- Directed by: Gus Meins
- Produced by: Hal Roach
- Cinematography: Francis Corby
- Edited by: Bert Jordan
- Music by: Leroy Shield
- Distributed by: MGM
- Release date: January 19, 1935;
- Running time: 18' 58"
- Country: United States
- Language: English

= Anniversary Trouble =

Anniversary Trouble is a 1935 Our Gang short comedy film directed by Gus Meins. It was the 134th Our Gang short to be released.

==Plot==
Spanky's appointment as treasurer of the Ancient and Honery Order of Woodchucks occurs on the same day as his parents' wedding anniversary. Spanky's father (Johnny Arthur) puts money in an envelope as an anniversary gift for his wife (Claudia Dell), then absent-mindedly uses the envelope as a bookmark.

Spanky's mother sees Spanky hide the gang's club money in a cookie jar and jumps to the conclusion that Spanky stole her gift envelope. She takes that money and shows it to Spanky's father who also jumps to the wrong conclusion. Spanky is looking for the money and cannot find it. Minutes later, the other Woodchucks demand the return of their "dough," as the club had just broken up. Spanky cannot accommodate them.

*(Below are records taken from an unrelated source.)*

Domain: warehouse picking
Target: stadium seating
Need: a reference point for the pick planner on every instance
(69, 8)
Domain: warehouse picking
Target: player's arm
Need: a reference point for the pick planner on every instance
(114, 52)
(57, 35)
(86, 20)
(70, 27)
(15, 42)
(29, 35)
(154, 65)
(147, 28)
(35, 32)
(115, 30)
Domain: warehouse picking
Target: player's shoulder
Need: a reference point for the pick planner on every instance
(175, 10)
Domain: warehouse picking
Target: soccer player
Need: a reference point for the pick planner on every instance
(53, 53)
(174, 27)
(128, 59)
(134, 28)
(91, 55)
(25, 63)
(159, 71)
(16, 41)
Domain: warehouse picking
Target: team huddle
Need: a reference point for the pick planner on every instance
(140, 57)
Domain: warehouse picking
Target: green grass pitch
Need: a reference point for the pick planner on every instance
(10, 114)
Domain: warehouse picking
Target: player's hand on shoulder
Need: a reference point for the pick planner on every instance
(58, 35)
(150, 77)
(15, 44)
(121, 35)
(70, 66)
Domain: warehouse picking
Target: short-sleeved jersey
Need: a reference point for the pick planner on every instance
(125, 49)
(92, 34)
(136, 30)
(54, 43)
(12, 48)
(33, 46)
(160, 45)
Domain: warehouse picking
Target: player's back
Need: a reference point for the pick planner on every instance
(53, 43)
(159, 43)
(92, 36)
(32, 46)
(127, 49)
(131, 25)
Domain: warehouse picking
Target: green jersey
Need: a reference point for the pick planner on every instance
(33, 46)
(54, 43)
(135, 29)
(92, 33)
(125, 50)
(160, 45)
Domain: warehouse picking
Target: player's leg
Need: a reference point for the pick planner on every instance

Spanky's father calls the maid/nanny and tells her to send him to his dad's office for punishment immediately. Spanky is unable to leave because the gang is blocking the exits out of his house. Spanky then tries to sneak out by painting himself in blackface and dressing up like Buckwheat, the maid/nanny's son. That plan is also foiled and then Spanky's parents return home.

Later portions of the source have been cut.